It's Monday morning, and your calendar reminder just popped up and let you know that you are on call. Since its Monday morning, and you got in before anyone else, to have some alone time with your systems, this is the perfect time to start in on your on-call duties. Where to begin? Which task do you perform first? What tasks were performed last by the preceding on-call rotation individual? I hope to stimulate some thought on this process and get you ready to better satisfy the time you have to monitor your systems and ensure their availability and uptime.
I would first like to suggest that you keep a diary or record of tasks, and their results. This record will allow others to see what has and has not been done previously. It will allow you to start a baseline and gather metrics. See trends and patterns. We have chosen a simple spreadsheet that keeps track of tasks, results and other gathered data. A template tab exists to copy from, to a new tab. Each day a new tab is created and populated. As you complete tasks, the results are filled in. Those tasks that do not get completed, simply have no results associated with them. This way others can look back on specific days and see what results were, or which items were not done. The need to completely fill in all tasks will be determined in your individual companies and teams. Each server that we are responsible for has a column in this spreadsheet, where individual data can be collected, on a per server basis.
Some of the items that we have on our task list are as follows.
- Scan OS error events.
In Computer Management, in the Event Viewer, we perform a review of the errors that appear in the Application, Security, and System sections. Filter each of these sections by errors and look for anything that has occurred since the last time this process was completed. Anything that appears in these sections, detail it in your record keeping, and you may even have to dig in and find out the reasons for it, and mediate it. This task can be quick, or occur over a few days, depending on the events that you encounter.
- Check on Backups
We all have maintenance plans, 3rd party solutions, or whatever to ensure we have backups of our systems. Whatever the solution you have, make it a habit to check it as often as you can while on call. Ensure that backups are being processed properly. If you do this on a daily basis, while on-call, odds of you going a couple days without a backup will diminish greatly. Unfortunately, most shops that implement this task usually do so after finding no exhausting backups for a period.
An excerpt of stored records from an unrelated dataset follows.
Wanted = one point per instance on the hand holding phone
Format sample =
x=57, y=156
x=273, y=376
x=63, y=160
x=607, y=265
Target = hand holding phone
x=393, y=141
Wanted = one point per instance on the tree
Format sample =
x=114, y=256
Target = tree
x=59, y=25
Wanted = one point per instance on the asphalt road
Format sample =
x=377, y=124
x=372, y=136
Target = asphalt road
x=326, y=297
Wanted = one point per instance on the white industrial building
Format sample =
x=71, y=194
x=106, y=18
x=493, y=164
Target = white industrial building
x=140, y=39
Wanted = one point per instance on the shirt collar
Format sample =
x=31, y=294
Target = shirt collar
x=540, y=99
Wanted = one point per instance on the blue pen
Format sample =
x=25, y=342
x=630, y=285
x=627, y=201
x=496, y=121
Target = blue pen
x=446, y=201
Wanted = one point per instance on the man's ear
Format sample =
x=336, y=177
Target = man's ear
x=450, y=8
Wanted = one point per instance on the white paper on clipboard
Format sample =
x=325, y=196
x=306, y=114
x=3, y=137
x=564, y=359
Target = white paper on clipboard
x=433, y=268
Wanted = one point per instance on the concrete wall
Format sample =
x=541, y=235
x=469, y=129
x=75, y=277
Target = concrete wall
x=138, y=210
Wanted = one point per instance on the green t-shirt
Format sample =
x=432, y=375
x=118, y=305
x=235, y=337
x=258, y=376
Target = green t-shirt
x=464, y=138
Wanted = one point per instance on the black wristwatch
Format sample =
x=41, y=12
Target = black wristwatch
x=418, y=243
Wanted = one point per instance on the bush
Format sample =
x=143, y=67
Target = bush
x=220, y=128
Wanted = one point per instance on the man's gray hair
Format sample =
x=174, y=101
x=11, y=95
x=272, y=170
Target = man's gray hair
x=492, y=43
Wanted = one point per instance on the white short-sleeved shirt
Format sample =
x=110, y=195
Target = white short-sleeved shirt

Don't let this happen to you.
- System specific output files
You may have reports, text files, dumps, snapshots, etc. that are output from your system. These will be for a variety of reasons. Identify them, document them, and then monitor them. Ensure that they are occurring on a regular basis, and that you have the means to prove so.
- Log and data file sizes
To keep a handle on the growth of your systems, you should devise a way to monitor and keep tabs on the sizes of your database files. A simple solution is to run a query that gathers all this info, and paste it into a spreadsheet. More complex solutions could be implemented. The end result needs to be that you know the sizes of these files, and be able to have metrics over time to help you plan and monitor those systems. Doing this task on a daily basis, while on-call, will help keep tabs on growth and expected results.
- Space available / Free space on drives
We could have other processes that take up space on our servers. Maybe these reside on your drives with your data files. If this is the case, you need to monitor the free space to ensure that your databases don't run up against a wall. This has occurred to me on simple database servers, and the results are often wild and unpredictable. This task may not be relevant in all of your systems or database servers. However, I think it's worth noting, and thinking about, at least to discount it as a necessary task. If it is necessary, add this into your on-call duties.
- Replication health check
If you have replication executing on your systems, how do you monitor it? How do you know that it is functioning properly? What about latency? Can you tell what latency is during peak times, compared to non-peak times? You may have third party replication or native replication. Determine the best way to monitor it, and document it. Gathering the data associated with it and creating a baseline will help solve future issues as well.
- Scan SQL Server Logs
Something that is often missed is simply looking into the SQL Server Logs. Make it a habit to scan these logs and you will soon become more knowledgeable about the logs and what they can teach us. Make it a habit to peruse them on a repeatable basis, and document what you see.
- Other Notes of Interest
During your on-call rotation, you may encounter odd things that need to be noted. Make sure you comment on these and document them. If you resolve them, document this as well. Other individuals will greatly appreciate your notes and observations of these odd occurrences. If persistent, you may want to add them into the above rotation.
- Specific Needs
Since your shop will have specific needs, you will need to come up with more of these tasks. You may have items that do not appear on this list, that you need to add to your on-call duties. Share these with the rest of us, as well as your fellow DBA's at your shop.
If we can take the time, when we are not head-long into problems of the day, we can better gather our wits about us, and devise solutions to make our jobs easier, more automated, and successful. This is an important hump to get over, so that you are not fire-fighting all the time, but have a plan of action to solve issues as they arise. Keeping a record of these tasks, and results is a sure-fire way to see patterns and way to fix those pesky problems that always seem to get placed on the back burner. By creating metrics to measure yourself by, you can spend more time on the important tasks, and not just fix things as they appear. There's nothing like 'knowing' that your systems are healthy, and being able to prove it.